Wir denken, dass wir sie nicht mehr so sehr brauchen!

Ja, wir denken das! Oder auch, dass wir sie finanziell nicht brauchen. Deswegen kommt so eine Situation in Deutschland. Und wenn ich über solche Sachen rede wie Freundschaft, so verstehen es die Aserbaidschaner anders und die Leute hier auch wieder anders.

Welchen Begriff von Freundschaft hast du denn?

Ich finde, wenn dir etwas nicht gefällt, dann musst du etwas machen, um es ändern zu können. Wenn ich dir zeige, was Freundschaft für mich ist, dann gibst du mir das zurück! Das funktioniert so, gute Menschen sind so! Du kannst das auch wie ich, so funktioniert es. Wenn ich irgendwelche Probleme habe, habe ich viele gute Freunde, die ich jede Sekunde anrufen kann und wenn ich sie hier brauche, dann kommen sie her zu mir.

Was treibt dich an? Woraus schöpfst du Kraft?

Ich kriege Kraft von den Leuten. Ich liebe Leute! Für mich ist es sehr wichtig, immer Leute in der Nähe zu haben. Ich kann nicht gut alleine sein. Ich kenne so viele Leute, ich brauche noch mehr, noch mehr, ich kriege neue Informationen, neue Gefühle! Denn Einsamkeit macht kaputt. Die Leute sind hier einsam, deswegen haben sie mehr psychische Probleme als die Leute in Aserbaidschan. Dort habe ich kaum einen Menschen mit psychischen Krankheiten oder Depressionen erlebt, aber hier ist es ja ungefähr jeder Dritte! Die Leute sind einsam, sie haben keine Freunde, die ihnen helfen, das sind die Probleme hier. Und ich finde, die Leute verlieren den Respekt zueinander. Zu den Eltern, zu alten Leuten.

Denkst du viel über dich selbst nach? Hast du Selbstzweifel?

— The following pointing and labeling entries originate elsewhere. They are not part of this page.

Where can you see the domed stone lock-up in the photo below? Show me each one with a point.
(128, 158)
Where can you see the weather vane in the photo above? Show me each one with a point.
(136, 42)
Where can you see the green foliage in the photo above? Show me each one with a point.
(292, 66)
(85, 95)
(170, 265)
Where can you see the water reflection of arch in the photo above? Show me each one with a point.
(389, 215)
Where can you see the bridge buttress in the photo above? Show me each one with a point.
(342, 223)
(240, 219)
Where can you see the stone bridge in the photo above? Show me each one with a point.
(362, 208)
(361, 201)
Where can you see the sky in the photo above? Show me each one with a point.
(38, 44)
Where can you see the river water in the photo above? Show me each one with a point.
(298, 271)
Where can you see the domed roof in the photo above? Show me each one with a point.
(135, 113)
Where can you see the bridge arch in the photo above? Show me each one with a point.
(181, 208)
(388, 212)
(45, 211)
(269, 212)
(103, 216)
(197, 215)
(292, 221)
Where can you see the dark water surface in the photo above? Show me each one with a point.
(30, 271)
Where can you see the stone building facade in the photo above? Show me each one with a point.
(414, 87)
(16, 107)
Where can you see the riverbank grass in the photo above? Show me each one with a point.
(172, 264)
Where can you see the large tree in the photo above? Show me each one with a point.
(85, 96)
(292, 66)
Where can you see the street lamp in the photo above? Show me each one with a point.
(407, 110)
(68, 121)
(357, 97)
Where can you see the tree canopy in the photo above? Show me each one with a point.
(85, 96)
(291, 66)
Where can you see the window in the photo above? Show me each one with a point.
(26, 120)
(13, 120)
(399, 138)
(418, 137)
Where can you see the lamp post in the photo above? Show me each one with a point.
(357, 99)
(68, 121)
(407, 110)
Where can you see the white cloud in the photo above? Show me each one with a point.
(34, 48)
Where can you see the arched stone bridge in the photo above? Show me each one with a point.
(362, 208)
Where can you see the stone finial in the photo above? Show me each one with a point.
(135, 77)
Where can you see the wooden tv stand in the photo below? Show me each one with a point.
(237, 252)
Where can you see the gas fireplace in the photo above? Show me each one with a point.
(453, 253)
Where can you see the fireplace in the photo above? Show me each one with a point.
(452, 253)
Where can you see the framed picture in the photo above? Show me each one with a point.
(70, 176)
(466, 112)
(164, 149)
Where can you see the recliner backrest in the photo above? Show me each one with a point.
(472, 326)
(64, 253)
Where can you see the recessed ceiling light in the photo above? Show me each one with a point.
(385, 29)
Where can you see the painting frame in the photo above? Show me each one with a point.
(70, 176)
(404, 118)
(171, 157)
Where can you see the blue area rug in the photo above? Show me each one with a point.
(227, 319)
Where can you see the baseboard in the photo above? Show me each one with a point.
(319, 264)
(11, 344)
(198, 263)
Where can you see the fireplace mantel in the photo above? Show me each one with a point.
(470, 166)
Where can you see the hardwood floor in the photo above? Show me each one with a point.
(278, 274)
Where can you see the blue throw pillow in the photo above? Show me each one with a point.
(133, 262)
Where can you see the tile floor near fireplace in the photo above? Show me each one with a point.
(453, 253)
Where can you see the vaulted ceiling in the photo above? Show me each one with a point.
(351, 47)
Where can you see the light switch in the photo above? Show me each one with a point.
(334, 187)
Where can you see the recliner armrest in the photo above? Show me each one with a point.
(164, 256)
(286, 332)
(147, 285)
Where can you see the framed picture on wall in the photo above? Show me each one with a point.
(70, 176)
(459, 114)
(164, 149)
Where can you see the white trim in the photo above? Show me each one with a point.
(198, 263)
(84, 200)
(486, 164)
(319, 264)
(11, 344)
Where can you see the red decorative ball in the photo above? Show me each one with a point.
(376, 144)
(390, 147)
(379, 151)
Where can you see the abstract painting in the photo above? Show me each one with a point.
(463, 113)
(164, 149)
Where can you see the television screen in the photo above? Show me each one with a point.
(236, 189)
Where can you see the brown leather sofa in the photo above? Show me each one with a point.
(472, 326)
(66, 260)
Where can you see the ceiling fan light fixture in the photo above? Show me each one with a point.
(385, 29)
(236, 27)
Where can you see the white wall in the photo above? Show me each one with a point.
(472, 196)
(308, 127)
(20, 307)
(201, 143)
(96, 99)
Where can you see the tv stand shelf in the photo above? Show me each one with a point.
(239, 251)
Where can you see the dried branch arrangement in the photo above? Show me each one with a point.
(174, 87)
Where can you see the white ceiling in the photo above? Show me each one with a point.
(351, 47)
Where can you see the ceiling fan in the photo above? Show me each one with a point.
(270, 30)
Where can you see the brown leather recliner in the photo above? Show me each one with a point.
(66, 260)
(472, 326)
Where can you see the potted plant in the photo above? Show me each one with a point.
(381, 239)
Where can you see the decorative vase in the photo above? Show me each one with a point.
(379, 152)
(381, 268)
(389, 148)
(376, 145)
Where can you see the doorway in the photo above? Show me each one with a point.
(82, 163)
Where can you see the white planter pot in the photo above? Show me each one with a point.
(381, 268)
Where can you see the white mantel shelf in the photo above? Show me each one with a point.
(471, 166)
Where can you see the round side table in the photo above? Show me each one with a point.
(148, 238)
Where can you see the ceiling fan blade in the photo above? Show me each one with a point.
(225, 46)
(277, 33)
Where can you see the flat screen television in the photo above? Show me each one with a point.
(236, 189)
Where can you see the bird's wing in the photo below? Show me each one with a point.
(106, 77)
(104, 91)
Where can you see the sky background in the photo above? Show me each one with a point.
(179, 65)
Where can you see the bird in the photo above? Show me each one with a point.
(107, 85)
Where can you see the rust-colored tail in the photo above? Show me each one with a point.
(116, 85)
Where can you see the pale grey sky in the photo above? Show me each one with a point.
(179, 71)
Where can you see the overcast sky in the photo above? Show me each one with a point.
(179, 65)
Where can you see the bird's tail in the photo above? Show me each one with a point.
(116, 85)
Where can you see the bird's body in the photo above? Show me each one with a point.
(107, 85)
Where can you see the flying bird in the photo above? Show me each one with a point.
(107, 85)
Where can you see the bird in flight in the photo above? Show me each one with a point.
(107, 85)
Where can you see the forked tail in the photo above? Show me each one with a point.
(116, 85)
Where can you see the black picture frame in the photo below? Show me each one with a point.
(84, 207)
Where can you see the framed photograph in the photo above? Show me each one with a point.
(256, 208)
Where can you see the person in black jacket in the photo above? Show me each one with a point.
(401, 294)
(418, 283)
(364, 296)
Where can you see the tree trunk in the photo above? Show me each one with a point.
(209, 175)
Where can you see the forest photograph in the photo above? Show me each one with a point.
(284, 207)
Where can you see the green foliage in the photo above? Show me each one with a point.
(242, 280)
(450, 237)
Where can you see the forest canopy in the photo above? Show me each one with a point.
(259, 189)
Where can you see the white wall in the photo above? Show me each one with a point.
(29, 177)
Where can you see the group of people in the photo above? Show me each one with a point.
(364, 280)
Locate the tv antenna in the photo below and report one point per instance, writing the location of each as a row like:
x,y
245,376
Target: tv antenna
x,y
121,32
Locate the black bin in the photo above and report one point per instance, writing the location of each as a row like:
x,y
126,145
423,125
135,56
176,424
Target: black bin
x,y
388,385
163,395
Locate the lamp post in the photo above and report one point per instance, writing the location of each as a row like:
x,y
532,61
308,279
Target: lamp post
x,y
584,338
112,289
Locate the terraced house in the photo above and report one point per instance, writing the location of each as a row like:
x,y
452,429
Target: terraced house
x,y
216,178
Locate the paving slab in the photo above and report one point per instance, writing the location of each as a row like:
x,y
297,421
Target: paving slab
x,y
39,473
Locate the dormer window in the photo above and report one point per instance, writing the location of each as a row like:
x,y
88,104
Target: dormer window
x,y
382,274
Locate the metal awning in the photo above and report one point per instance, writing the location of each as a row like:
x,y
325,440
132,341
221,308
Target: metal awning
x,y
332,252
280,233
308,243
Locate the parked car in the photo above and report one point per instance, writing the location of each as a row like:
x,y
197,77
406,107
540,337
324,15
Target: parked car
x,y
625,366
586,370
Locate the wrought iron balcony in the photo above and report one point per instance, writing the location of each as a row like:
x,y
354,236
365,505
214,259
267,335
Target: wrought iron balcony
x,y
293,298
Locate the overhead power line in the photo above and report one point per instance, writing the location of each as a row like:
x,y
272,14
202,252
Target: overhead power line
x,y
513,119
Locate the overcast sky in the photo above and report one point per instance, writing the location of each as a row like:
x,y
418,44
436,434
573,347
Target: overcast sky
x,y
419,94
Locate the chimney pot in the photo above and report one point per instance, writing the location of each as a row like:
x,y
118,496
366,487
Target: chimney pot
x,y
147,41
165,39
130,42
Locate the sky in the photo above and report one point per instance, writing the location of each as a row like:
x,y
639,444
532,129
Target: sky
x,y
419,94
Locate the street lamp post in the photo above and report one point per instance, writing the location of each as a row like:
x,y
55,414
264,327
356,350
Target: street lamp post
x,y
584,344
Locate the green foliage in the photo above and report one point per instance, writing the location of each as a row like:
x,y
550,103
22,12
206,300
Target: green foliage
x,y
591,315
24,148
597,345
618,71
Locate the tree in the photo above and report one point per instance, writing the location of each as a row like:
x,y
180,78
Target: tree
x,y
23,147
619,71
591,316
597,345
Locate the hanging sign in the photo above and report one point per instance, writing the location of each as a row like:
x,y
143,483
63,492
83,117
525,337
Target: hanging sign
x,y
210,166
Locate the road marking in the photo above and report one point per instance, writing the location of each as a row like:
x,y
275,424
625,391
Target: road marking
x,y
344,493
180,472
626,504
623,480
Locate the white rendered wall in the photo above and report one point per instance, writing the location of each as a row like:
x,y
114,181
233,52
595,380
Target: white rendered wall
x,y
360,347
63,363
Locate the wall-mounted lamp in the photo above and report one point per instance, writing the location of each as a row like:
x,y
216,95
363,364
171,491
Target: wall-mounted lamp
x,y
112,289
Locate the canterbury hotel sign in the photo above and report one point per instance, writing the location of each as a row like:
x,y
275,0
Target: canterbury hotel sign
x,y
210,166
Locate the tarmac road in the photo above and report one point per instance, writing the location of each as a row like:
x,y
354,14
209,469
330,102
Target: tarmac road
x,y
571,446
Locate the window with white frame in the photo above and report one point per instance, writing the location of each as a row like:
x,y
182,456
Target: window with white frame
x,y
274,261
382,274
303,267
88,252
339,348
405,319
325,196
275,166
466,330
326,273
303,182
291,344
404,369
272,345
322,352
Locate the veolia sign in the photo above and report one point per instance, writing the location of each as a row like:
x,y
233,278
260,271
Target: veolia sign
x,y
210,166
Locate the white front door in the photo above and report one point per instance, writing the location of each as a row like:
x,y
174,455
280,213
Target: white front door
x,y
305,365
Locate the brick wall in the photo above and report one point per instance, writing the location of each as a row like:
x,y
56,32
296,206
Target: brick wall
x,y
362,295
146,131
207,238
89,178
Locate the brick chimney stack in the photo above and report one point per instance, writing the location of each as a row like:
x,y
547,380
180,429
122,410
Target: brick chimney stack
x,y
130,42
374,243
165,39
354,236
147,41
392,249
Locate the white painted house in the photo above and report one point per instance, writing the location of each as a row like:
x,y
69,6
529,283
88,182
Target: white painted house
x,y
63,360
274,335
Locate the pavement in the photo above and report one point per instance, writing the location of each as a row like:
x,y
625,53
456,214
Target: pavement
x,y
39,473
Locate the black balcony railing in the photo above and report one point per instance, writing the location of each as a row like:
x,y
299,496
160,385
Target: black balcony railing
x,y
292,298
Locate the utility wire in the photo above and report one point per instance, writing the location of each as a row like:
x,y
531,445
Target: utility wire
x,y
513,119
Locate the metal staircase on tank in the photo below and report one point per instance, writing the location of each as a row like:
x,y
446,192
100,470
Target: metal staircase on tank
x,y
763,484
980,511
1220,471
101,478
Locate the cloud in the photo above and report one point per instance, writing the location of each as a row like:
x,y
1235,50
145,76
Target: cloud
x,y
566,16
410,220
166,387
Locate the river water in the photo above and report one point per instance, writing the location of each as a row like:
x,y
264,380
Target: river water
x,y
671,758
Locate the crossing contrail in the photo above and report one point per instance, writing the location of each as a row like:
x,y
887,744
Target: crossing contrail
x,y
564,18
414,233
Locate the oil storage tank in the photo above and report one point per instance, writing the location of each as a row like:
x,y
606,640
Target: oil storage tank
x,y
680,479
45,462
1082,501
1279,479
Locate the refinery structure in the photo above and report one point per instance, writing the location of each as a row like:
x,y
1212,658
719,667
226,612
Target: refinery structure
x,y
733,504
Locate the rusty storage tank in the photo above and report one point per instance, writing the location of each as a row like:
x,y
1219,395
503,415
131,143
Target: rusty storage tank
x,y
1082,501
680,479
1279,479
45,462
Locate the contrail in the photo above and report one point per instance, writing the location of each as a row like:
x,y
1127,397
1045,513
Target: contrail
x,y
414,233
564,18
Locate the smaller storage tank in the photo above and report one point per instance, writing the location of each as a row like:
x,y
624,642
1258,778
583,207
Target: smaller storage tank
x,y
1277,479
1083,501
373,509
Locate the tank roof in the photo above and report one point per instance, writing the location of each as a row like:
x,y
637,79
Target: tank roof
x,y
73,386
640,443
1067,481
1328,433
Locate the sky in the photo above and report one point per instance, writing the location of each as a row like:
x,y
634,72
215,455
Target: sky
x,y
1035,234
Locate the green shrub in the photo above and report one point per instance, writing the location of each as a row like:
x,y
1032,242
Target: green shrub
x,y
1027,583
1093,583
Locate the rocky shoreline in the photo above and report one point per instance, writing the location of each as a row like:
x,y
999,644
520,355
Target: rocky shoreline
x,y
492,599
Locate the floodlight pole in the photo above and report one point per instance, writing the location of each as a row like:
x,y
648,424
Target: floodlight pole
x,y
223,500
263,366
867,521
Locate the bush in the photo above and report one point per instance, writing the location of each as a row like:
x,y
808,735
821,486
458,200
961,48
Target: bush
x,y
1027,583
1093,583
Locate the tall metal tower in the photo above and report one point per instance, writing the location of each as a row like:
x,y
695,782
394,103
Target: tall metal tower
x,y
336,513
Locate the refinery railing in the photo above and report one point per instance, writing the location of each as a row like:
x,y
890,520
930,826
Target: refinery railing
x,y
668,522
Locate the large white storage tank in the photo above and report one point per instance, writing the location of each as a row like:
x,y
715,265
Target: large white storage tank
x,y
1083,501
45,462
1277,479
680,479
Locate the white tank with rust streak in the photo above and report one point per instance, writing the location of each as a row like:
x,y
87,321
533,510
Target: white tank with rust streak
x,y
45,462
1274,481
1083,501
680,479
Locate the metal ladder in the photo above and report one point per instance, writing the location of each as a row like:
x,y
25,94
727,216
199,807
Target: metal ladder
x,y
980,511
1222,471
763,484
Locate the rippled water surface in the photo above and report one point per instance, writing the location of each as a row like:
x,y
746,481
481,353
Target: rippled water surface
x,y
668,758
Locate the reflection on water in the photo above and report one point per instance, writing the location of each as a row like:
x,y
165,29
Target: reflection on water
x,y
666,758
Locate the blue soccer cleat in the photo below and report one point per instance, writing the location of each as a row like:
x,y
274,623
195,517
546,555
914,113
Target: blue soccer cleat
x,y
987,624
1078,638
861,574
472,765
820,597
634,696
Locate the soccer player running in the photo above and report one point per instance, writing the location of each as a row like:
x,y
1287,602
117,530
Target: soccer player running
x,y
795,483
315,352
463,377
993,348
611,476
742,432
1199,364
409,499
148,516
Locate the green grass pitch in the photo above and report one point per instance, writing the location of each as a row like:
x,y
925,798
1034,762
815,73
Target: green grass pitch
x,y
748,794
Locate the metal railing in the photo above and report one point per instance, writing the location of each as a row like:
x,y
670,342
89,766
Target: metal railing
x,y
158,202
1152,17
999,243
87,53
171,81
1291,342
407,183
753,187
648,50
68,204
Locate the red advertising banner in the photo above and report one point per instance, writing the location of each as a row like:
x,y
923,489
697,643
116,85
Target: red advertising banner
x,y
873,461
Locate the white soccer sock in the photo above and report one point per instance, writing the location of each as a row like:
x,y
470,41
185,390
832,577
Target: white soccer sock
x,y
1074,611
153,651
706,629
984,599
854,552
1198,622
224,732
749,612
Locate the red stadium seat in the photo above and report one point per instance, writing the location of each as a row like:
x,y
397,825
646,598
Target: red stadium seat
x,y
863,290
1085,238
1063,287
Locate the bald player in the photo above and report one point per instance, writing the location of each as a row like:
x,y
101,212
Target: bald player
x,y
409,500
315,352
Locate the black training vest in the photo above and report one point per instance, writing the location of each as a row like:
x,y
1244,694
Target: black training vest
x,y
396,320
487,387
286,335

Ich bin sehr positiv und ich versuche in einer Situation immer das Gute zu suchen. In dieser Gesellschaft ist es sehr schwer, positiv zu bleiben und sich nicht kaputt zu machen und ich versuche über meine Gesundheit und mein Nervendenken und darüber, vielleicht etwas schlauer als ein paar andere Leute zu sein, immer etwas aus einer Situation zu lernen. Wenn man etwas nicht ändern kann, warum sich kaputt machen? Das ist eine japanische Philosophie.

Wovor hast du Angst?

Ich hab vielleicht Angst davor allein zu bleiben? Aber ich denke, dass ich nie alleine bleibe (lächelt). Und meine zweite Angst ist, dass meine Freunde und Familie und alle, die für mich wichtig sind, Probleme kriegen könnten. Ich habe auf jeden Fall mehr Angst für andere als für mich.